# New kitten overeating, stealing, and crying



## s3long (Oct 21, 2011)

I adopted a stray kitten that's around 2 months old. She's really friendly and affectionate, but she's obsessed with food.

I feed her kitten food, and she eats it- plus tries to eat my dog's food, and cries really loudly whenever I open the fridge, or try to prepare or eat any food (really, ANY food. She tries to eat my salad, bread, ramen noodles,soup, etc...I spilled some cooking oil, and she started licking the floor after I wiped it up). I haven't fed her anything but her cat food, but she finds ways to steal. She ripped open the dog food bag, and tears up anything with food or seasoning while I sleep. Luckily, she still can't jump high yet, so I'm remembering to put it up...but she cries and cries and cries.

How do I stop it? She's starting to get round and fat, and I've tried restricting her food to just her daily serving size, but the crying is constant. Plus, it needs to stop before she gets big enough to jump on counters.

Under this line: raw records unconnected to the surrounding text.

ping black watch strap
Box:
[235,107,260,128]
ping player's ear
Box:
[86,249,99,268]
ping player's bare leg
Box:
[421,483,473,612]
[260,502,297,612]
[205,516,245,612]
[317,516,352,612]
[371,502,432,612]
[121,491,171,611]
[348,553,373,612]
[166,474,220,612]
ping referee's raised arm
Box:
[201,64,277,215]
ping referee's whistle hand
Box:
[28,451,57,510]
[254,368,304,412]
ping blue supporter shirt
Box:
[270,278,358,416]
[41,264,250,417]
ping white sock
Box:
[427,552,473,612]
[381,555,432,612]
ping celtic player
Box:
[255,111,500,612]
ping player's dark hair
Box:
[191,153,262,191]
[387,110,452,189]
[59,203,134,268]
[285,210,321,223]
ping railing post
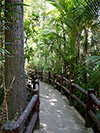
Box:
[85,89,94,127]
[35,69,37,75]
[48,72,51,84]
[61,75,65,95]
[69,79,74,106]
[3,122,19,133]
[41,70,43,81]
[53,73,56,88]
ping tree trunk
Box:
[5,0,27,120]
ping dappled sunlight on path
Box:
[34,82,92,133]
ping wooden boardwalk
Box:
[34,82,93,133]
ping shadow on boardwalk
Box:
[34,82,93,133]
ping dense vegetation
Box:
[0,0,100,131]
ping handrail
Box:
[72,83,87,96]
[3,74,40,133]
[35,70,100,131]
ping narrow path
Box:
[34,82,93,133]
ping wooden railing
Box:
[3,74,40,133]
[33,69,100,131]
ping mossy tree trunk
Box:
[5,0,27,120]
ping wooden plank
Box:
[71,94,87,109]
[25,112,38,133]
[72,83,87,96]
[90,93,100,108]
[63,77,70,84]
[17,94,38,131]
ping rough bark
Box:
[5,0,27,120]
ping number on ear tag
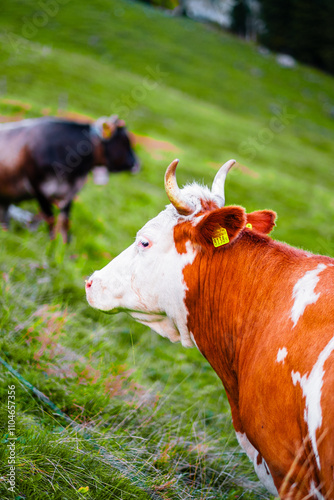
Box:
[212,227,230,247]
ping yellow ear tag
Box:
[212,227,230,247]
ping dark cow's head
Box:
[95,116,140,173]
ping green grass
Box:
[0,0,334,500]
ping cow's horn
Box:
[165,160,194,215]
[211,160,235,207]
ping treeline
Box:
[136,0,334,73]
[252,0,334,73]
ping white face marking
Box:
[291,337,334,469]
[236,432,278,496]
[87,207,196,347]
[276,347,288,365]
[291,264,327,328]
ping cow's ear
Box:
[117,118,126,128]
[247,210,277,234]
[196,207,246,247]
[101,120,116,139]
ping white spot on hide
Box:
[190,332,199,350]
[236,432,278,496]
[291,264,327,328]
[291,337,334,469]
[276,347,288,364]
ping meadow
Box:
[0,0,334,500]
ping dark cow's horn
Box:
[165,160,194,215]
[211,160,235,207]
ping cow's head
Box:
[86,160,275,346]
[94,116,140,173]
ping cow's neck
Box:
[184,233,306,402]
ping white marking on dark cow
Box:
[291,337,334,469]
[236,432,278,496]
[291,264,327,328]
[310,481,325,500]
[276,347,288,365]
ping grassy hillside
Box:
[0,0,334,500]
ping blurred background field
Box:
[0,0,334,500]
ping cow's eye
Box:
[138,238,152,248]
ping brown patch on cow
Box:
[131,134,180,152]
[56,109,94,123]
[208,161,260,179]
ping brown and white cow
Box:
[86,160,334,499]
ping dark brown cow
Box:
[0,117,138,240]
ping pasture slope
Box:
[0,0,334,500]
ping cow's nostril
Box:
[85,279,93,288]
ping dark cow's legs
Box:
[0,205,9,229]
[35,189,55,239]
[55,201,72,243]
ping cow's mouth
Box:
[130,162,141,174]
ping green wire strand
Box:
[0,357,162,500]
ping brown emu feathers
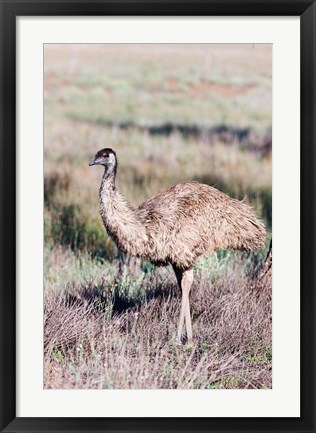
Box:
[90,149,266,343]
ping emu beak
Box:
[89,159,99,167]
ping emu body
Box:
[90,149,266,343]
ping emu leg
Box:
[173,266,193,344]
[182,269,193,344]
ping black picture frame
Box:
[0,0,316,433]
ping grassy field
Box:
[44,45,272,389]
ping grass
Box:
[44,45,272,389]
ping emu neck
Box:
[100,170,116,198]
[99,165,147,255]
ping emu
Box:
[89,148,266,344]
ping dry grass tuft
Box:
[45,246,272,389]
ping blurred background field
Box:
[44,44,272,388]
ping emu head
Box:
[89,148,117,176]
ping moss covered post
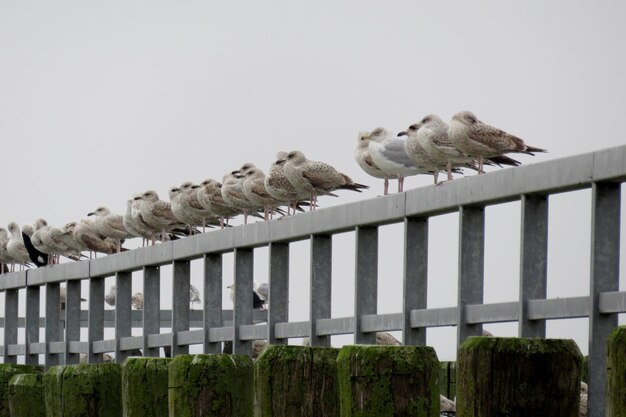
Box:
[0,363,43,417]
[456,337,582,417]
[122,357,171,417]
[337,346,439,417]
[168,354,254,417]
[43,363,122,417]
[606,326,626,417]
[7,373,46,417]
[254,345,339,417]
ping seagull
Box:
[221,170,261,224]
[263,151,310,214]
[130,292,143,310]
[360,127,428,193]
[179,181,218,231]
[87,207,134,252]
[226,284,265,310]
[354,132,398,195]
[283,150,369,210]
[72,219,118,255]
[104,284,116,307]
[243,167,284,221]
[0,227,13,274]
[448,111,547,174]
[22,224,48,268]
[7,222,30,270]
[254,281,270,302]
[133,190,186,239]
[196,179,242,229]
[122,194,156,246]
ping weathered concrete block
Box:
[122,357,171,417]
[456,337,582,417]
[254,345,339,417]
[169,354,254,417]
[0,363,43,417]
[7,373,46,417]
[606,326,626,417]
[337,346,439,417]
[43,363,122,417]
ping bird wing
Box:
[380,139,415,168]
[468,123,525,152]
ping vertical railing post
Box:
[24,285,41,365]
[518,195,548,337]
[202,253,223,353]
[172,261,191,357]
[142,266,161,357]
[354,226,378,345]
[87,277,104,363]
[233,248,254,355]
[115,271,133,363]
[457,206,485,349]
[588,183,621,417]
[65,280,81,365]
[45,282,62,369]
[402,217,428,345]
[4,289,18,364]
[267,242,289,345]
[309,235,333,347]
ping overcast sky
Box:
[0,0,626,359]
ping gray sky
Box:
[0,0,626,358]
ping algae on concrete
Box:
[168,354,254,417]
[122,357,171,417]
[337,345,439,417]
[0,363,43,417]
[8,373,46,417]
[606,326,626,417]
[43,363,122,417]
[254,345,339,417]
[456,336,582,417]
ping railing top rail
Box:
[0,145,626,291]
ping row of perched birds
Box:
[354,111,546,195]
[0,111,545,272]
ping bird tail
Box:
[485,155,522,167]
[524,146,548,156]
[339,182,370,193]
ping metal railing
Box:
[0,146,626,416]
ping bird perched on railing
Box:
[7,222,30,270]
[366,127,428,193]
[353,132,398,195]
[448,111,547,173]
[283,151,369,210]
[226,282,269,310]
[87,207,135,252]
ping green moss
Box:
[122,357,171,417]
[43,363,122,417]
[0,363,43,417]
[607,326,626,417]
[457,337,582,417]
[7,373,46,417]
[254,346,339,417]
[337,346,439,417]
[168,355,254,417]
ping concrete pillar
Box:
[337,345,439,417]
[254,345,339,417]
[456,337,582,417]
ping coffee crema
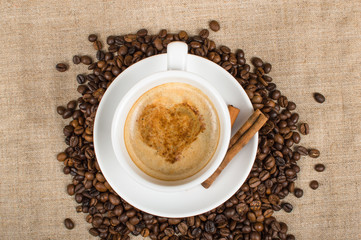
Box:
[124,82,220,181]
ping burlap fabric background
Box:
[0,0,361,240]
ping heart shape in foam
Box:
[137,102,205,163]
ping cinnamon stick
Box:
[202,109,268,188]
[228,109,262,149]
[228,105,239,126]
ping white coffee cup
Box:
[111,42,231,192]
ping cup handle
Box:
[167,41,188,71]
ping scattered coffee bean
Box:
[57,27,320,240]
[310,180,318,190]
[308,149,320,158]
[64,218,74,230]
[315,163,325,172]
[55,63,68,72]
[294,188,303,198]
[299,123,310,135]
[313,93,326,103]
[88,34,98,42]
[209,20,221,32]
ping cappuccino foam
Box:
[124,82,220,181]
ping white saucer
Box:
[94,54,258,218]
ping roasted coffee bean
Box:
[294,188,303,198]
[315,163,325,172]
[310,180,319,190]
[64,218,74,230]
[209,20,221,32]
[55,63,68,72]
[73,55,81,64]
[80,56,93,65]
[57,29,308,240]
[299,123,310,135]
[88,34,98,42]
[313,92,326,103]
[308,149,320,158]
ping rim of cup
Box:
[111,70,231,192]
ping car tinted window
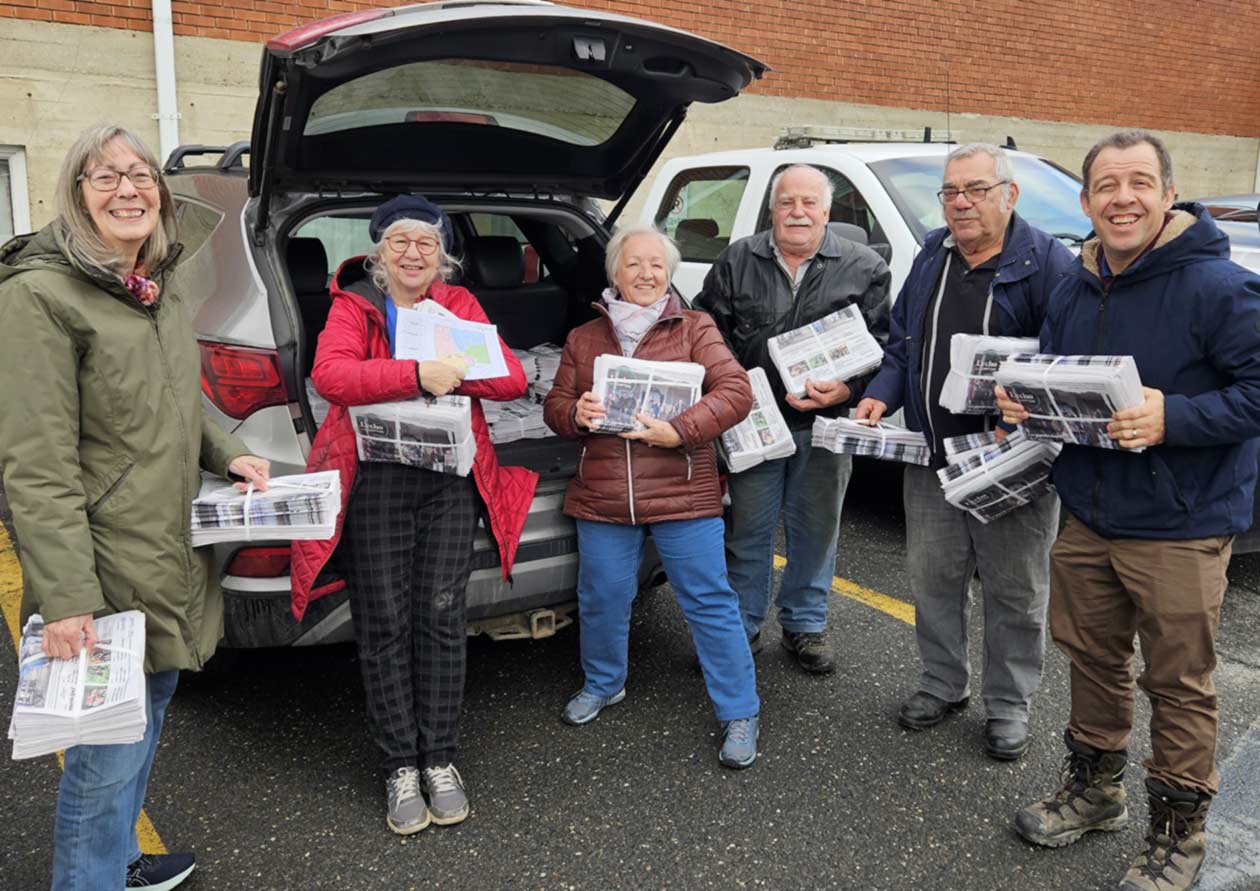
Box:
[304,59,635,145]
[871,155,1090,243]
[655,166,748,263]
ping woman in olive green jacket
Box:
[0,126,268,891]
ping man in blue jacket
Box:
[857,144,1072,761]
[999,130,1260,891]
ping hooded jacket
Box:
[0,223,248,672]
[692,229,891,430]
[543,295,752,526]
[290,257,538,620]
[1041,204,1260,538]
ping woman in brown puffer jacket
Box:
[546,227,761,767]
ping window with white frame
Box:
[0,145,30,243]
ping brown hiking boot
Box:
[1016,735,1129,848]
[1119,780,1212,891]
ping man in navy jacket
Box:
[999,131,1260,891]
[857,144,1072,760]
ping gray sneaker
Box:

I tried positive reinforcement, but she's like a magnet toward my dinner plate. (I'm in Korea and I sit on the floor, so it's a short table) Always crying, sometimes long and sustained.

This is a bad solution, but the only one so far...I hit the vaccuum button when she comes near my food, which startles her into silence and distance. But it stresses her out, so much that when I try to touch her a few minutes later, she jumps and freaks out. I'm losing my mind. I want a better solution...help me!


----------